Nonadherence to prescribed medication: an orphan killer epidemic
 
Nonadherence to prescribed medication for patients with chronic long-term conditions (LTCs) is an out-of-control epidemic, which is undetected and undertreated. It kills hundreds of thousands, erodes the life chances of millions, costs billions and is one of the biggest obstacles to effective healthcare in the 21st century. According to the World Health Organization (WHO), “increasing the effectiveness of adherence interventions may have far greater impact on the health of the population than any improvement in specific medical treatments”.
 
There are a number of reasons why people with LTCs stop taking their medication, which include: (i) fear of potential side-effects, (ii) lack of understanding because taking a medication every day to reduce the risk of something bad happening can be confusing, (iii) failure to see immediate improvement, (iv) too many medications that often cannot be taken at the same time, (v) patients who are depressed are less likely to take their medications as prescribed, (vi) concerns about becoming dependent on a medicine and (vii) high drug costs, particularly in the US.
 
No healthcare stakeholder - patients, doctors, carers, regulators, pharmacists, pharmaceutical companies and healthcare providers – has made nonadherence a priority, so it has become an orphan issue. We suggest that all health stakeholders have a role to play in nonadherence and would benefit  by employing psychological techniques designed to encourage people to change their behaviour. 
 
In this Commentary

Because nonadherence to medication has a significant prevalence in people living with LTCs, we begin this Commentary by describing the vast and rapid growth of LTCs and their associated eyewatering costs. The management of LTCs rests with primary care doctors, but the average doctor-patient consultation is just a few minutes and more importantly, the majority of patients do not remember most of the information provided in such consultations. Not only do primary care doctors have little time to prescribe and explain medication regimes, there is little incentive for them to address nonadherence. We raise the question of whether doctors might be part of the problem by  citing a seminal paper published in The Lancet in 1974, which suggests that doctors have a propensity to medicalise healthcare and over-prescribe medicines. This can transform reasonably healthy people into habitual patients. We then describe a trend gaining momentum both in the US and the UK, whereby community-based pharmacists are becoming a healthcare destination and are well positioned to play a significant role in denting the nonadherence epidemic.  We draw passing reference to pharmaceutical companies’ interest in reducing nonadherence.
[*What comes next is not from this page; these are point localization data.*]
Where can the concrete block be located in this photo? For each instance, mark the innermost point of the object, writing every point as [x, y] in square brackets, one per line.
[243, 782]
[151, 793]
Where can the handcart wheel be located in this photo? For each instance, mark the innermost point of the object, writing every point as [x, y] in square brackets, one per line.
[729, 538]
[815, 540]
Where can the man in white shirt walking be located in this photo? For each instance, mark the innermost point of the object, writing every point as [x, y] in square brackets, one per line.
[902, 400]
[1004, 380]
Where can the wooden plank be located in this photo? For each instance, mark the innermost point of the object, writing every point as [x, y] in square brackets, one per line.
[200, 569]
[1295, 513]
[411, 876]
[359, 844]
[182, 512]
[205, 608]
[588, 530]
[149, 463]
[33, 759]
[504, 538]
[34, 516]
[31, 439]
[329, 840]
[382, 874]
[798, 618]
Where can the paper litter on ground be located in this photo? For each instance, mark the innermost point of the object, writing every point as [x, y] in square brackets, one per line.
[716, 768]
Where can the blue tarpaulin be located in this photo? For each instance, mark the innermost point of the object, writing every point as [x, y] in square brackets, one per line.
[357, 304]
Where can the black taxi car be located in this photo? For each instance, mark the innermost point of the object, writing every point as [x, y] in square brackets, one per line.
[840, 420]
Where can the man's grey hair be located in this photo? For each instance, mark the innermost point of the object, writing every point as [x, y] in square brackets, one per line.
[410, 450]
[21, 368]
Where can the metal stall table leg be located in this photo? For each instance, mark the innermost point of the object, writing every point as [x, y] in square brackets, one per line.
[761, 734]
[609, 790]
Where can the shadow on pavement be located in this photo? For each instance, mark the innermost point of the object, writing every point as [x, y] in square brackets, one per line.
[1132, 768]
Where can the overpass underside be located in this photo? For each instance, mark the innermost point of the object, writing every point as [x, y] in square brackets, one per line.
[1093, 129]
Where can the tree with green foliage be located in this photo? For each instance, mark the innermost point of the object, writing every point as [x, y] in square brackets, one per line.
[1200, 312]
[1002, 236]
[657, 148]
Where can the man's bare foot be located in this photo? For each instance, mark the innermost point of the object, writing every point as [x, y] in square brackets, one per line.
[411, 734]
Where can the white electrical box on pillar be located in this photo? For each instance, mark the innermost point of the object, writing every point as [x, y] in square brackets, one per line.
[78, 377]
We conclude by describing a number of research studies, which examine the confluence of mobile telephony and advances in behavioural science, which facilitate the increased use of apps embedded with behavioural techniques to address nonadherence to prescribed medication. Despite the large and growing use of such apps, studies suggest that the use of behavioural techniques in mobile applications to address nonadherence is sub-optimal. Thus, there remains an  opportunity for using advances in behavioural theory and practice to promote sustained and significant lifestyle behaviour changes designed  to reduce the nonadherence to prescribed medication epidemic.
 
Impact of LTCs in the US and UK
 
LTCs, e.g. diabetes, chronic obstructive pulmonary disease (COPD), arthritis and hypertension, are diseases for which there is currently no cure and they are managed with drugs and other treatments. Each year in the US, LTCs affect about 133m people and this is projected to rise to 157m by 2025. According to a 2012  study published in the Annals of Internal Medicine, people who take prescription medicines for LTCs typically only take about half of the prescribed doses. The study’s findings were updated to estimate costs in US dollars to reflect inflation for 2016 prices and published in the March 2018 edition of theAnnals of Pharmacotherapy. The authors estimated that the, “annual cost of drug-related morbidity and mortality resulting from nonoptimized medication therapy was US$528.4bn, equivalent to 16% of total US healthcare expenditures in 2016”.  This compared to 8% and 13% in 1995 and 2008, respectively. Although this estimate accounts for overall price inflation, it does not include non-medical or indirect costs, such as lost productivity or caregiver expenses, which have been estimated to be more than the direct medical costs for many LTCs. Also, the authors estimated that nonadherence results in about 275,689 deaths each year. 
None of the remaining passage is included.